Being able to compose images in either the viewfinder or on the LCD screen is something of a luxury with a compact system camera, and one that we really appreciate. The Panasonic G6's screen provides a nice clear view in all but the brightest light, but there are times when it just seems more natural to shoot with the camera held to your eye. It's also a more stable way of holding the camera, so the risk of camera shake is reduced.
Having a fully articulating screen is also a huge bonus, because it encourages you to shoot from more interesting angles. In these situations it's particularly helpful that the camera can be controlled via the touchscreen, even to the extent that the lens can be focused and the shutter fired with a touch of a finger on the screen.

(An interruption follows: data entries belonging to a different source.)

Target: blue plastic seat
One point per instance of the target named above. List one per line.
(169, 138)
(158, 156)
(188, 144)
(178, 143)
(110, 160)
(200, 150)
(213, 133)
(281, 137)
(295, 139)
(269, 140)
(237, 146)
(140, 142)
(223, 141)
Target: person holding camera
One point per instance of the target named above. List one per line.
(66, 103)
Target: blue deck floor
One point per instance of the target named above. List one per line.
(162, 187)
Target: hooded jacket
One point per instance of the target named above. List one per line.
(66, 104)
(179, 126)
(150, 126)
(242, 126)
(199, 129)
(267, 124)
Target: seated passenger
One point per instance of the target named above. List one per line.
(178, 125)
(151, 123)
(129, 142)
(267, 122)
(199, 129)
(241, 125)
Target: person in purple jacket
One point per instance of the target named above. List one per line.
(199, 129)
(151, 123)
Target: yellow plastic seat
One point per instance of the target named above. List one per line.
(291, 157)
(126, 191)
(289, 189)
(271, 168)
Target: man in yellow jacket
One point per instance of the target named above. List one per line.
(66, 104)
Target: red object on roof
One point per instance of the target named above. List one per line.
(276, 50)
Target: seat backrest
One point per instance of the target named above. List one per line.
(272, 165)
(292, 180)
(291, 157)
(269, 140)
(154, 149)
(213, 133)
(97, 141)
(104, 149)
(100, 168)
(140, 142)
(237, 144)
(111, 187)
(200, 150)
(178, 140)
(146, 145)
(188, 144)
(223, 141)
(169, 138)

We often complain about cameras only enabling us to shoot JPEG files when we want to use filter effects. Thankfully Panasonic enables raw files to be recorded at the same time when the Creative Control options are used. This means you can have a JPEG image with the effect applied and a clean raw file for normal processing.
The 16 million pixel sensor in the Panasonic G6 has been around for a while now, and while we know that Panasonic likes to get value for money from its sensors, it would've been nice to have seen the pixel count rise to challenge the 24.3 million pixel offering of the Sony NEX-7.

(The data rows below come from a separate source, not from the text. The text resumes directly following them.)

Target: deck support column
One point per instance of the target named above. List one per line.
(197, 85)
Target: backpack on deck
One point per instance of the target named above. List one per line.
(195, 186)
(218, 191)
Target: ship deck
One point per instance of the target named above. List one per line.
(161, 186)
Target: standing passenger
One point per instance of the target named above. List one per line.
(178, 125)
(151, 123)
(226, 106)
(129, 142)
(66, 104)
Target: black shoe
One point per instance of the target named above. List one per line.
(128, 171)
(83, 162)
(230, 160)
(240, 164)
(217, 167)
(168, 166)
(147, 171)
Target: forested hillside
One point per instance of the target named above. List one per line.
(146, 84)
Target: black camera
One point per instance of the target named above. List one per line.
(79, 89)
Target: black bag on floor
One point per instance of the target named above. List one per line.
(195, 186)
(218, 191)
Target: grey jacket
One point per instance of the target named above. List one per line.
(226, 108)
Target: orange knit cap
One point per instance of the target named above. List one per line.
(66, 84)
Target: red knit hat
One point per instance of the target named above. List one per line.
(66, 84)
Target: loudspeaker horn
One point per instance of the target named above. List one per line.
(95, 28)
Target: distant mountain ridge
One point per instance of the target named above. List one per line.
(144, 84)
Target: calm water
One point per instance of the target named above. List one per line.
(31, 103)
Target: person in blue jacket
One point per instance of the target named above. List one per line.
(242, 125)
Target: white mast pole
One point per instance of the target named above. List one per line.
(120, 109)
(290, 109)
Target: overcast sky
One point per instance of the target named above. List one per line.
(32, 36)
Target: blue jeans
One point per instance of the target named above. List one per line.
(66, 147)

It would also be nice if the Creative Control options could be used in the advanced exposure modes (aperture priority, shutter priority and manual) so there is control over the exposure.
The Panasonic G6 feels like the most complete and well-rounded enthusiast-level Panasonic compact system camera to date. It may lack a few of the features and the rugged build of the Panasonic GH3, but it's also significantly smaller, making it a more attractive option to carry around with you.
It's also very capable, capturing high-quality images with plenty of sharp detail at the lower sensitivity settings. Image colour and exposure is also generally excellent.
Using the Wi-Fi connectivity isn't quite as slick an experience as we'd like, but the additional functionality is useful - and fun.
It is clear that the compact system camera is now stepping beyond the confines to which it has traditionally been assigned. The Panasonic G6's focusing system is fast and accurate in a range of conditions, and it is possible to shoot sport and action as well as take travel and landscape images.